I’m sure you’re shocked to learn that I passed.

What’s the point of having expensive technology that can provide precise, anatomically correct 3D images of your junk, but can’t identify a plastic comb–or a piece of facial tissues–as harmless?  Based on my myriad experiences in airport security lines, I estimate that the rate of false positives of body scanners at about 30 percent, meaning that about 1 out of 3 people require a grope down to uncover some innocuous thing that they inadvertently missed in their self-grope before entering the machine.  That’s just idiotic.

So, Obama is right when he says that through government we can do things we cannot do as well by ourselves.  Especially things involving incompetence, inanity, and insufferable attitudes.  But you better not mouth off about it lest you get attention from the Nurse Ratched wannabes.

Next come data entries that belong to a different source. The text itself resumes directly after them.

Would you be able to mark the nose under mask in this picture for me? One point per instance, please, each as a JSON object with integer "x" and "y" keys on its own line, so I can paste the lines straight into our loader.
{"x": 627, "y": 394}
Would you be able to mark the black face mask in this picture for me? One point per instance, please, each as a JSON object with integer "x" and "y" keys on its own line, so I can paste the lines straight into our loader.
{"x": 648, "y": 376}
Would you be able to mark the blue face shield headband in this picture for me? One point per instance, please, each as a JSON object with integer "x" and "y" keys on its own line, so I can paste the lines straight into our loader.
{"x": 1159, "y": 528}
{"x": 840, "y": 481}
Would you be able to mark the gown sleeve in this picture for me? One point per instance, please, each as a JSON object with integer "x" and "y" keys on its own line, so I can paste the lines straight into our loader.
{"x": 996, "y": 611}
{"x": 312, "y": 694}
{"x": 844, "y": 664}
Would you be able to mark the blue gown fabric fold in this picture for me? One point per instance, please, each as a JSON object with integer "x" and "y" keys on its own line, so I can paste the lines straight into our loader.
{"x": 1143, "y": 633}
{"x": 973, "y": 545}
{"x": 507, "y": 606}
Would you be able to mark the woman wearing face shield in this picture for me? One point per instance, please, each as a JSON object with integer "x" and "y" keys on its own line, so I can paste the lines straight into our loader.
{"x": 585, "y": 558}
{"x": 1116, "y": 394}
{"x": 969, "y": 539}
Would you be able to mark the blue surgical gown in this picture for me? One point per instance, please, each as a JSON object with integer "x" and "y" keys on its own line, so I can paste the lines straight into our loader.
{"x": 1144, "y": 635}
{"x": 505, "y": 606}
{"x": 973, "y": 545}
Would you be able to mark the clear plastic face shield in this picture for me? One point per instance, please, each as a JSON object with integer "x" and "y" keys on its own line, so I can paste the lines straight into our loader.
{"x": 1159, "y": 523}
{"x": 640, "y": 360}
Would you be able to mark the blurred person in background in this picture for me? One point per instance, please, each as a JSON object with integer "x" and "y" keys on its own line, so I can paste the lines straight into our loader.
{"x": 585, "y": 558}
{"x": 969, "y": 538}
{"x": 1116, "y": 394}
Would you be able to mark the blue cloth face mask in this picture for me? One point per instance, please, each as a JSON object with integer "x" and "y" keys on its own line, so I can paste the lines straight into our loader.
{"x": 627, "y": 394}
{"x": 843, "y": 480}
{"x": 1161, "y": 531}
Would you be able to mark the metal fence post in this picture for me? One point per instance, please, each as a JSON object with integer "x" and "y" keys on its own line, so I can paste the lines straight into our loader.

On this subject, Obama continued his full-throated defense of the need to spend more, More, MORE in a fundraising speech in Chicago.  Quoth Mr. Post-Partisan:

“Under their [the Republicans’] vision, we can’t invest in roads and bridges and broadband and high-speed rail,” Obama told a select group of the Democratic faithful at the second of three fundraising events in his hometown of Chicago.

“I mean, we would be a nation of potholes . . .”

He apparently said this without the slightest sense of irony, given that his speech was delivered in Chicago, City of the Big Potholes.  The city where it takes 10 Streets and Sanitation workers to fix a pothole: 1 to actually fill the hole with asphalt, the other 9 to lean on their shovels and rate his performance (that doesn’t include the guys sleeping in the truck).  The city where the only things that government fixes are elections and contracts.

Yeah.  We have to protect all that from the budgetary meat axe.  (The last being the standard political rhetoric referring to cuts that only a trained microsurgeon could make under high magnification with a laser.)

About Craig Pirrong 223 Articles

Affiliation: University of Houston

Dr Pirrong is Professor of Finance, and Energy Markets Director for the Global Energy Management Institute at the Bauer College of Business of the University of Houston. He was previously Watson Family Professor of Commodity and Financial Risk Management at Oklahoma State University, and a faculty member at the University of Michigan, the University of Chicago, and Washington University.

Professor Pirrong's research focuses on the organization of financial exchanges, derivatives clearing, competition between exchanges, commodity markets, derivatives market manipulation, the relation between market fundamentals and commodity price dynamics, and the implications of this relation for the pricing of commodity derivatives. He has published 30 articles in professional publications, is the author of three books, and has consulted widely, primarily on commodity and market manipulation-related issues.

He holds a Ph.D. in business economics from the University of Chicago.

Visit: Streetwise Professor

2 Comments on Keeping the Skies Safe From Kleenex

  1. Just curious. Why do you think it is ok for the government to look at your genitals? And the genitals and breasts of your children? And, at 1 out of 3 getting groping anyway, the strip search is obviously ineffective.

    The strip search scanners are not allowed by the police, yet it seems people are more than willing to submit to a Gestapo-like inspection.

  2. The “false positive” rate is actually much, much higher than 33%. It is calculated by dividing the number of false hits by the number of hits, i.e., what fraction of the 33% who got groped after “something suspicious” showed up on a scan did not have anything dangerous on them. I bet the actual false positive number is somewhere north of 99.9%.

    A medical test that had a false positive rate like this (if 99.9% of the people told a test said they might have cancer actually didn’t) would be declared useless.